Spotting fake electronics with microwaves; patent

The University of Missouri in the US has been awarded a US patent on a way to detect counterfeit electronic components using a technique called microwave reflectometry.

The patent notes that electronic devices have a unique electromagnetic signature, created by factors such as the layout of integrated circuits (ICs), the casing material and whether silicon is used in their construction. It describes various ways to detect counterfeits, including irradiating a device with microwaves and comparing the electromagnetic signal reflected back with a reference device. One advantage is that the test can be performed when the component is unpowered.

The approach could sit alongside other techniques used to detect counterfeit electronic components, such as physical inspection for size discrepancies, X-ray inspection, electrical testing, and decapsulation – using acids to reveal the inner workings of an IC – although the latter isn’t ideal as it destroys the sample.

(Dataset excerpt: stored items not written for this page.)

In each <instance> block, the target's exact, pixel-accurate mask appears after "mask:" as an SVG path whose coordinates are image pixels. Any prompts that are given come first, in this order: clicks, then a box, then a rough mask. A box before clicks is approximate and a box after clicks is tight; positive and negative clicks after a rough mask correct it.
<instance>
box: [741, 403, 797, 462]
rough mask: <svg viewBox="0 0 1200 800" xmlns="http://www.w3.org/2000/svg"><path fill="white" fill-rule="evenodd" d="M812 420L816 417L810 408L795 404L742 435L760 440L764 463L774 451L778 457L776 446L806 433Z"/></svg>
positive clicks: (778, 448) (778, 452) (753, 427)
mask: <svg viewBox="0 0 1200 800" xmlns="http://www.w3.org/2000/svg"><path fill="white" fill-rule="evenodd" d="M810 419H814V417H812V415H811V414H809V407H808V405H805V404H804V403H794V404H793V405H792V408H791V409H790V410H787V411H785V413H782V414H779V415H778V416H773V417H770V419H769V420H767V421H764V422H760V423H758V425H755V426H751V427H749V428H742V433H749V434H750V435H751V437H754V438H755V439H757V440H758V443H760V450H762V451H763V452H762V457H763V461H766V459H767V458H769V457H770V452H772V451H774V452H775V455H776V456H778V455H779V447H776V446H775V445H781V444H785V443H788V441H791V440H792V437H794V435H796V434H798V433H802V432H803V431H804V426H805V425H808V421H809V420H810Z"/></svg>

The abstract of the patent appears below:

Microwave reflectometry for physical inspections

Abstract: Utilizing microwave reflections to compare a reference device with counterfeit and/or aging devices under test. The reflection from the device under test varies based on certain properties, which results in each device having a unique and intrinsic electromagnetic signature. Comparisons of the electromagnetic signature of the device under test to the electromagnetic signature of a reference device enable evaluating the acceptability of the device under test.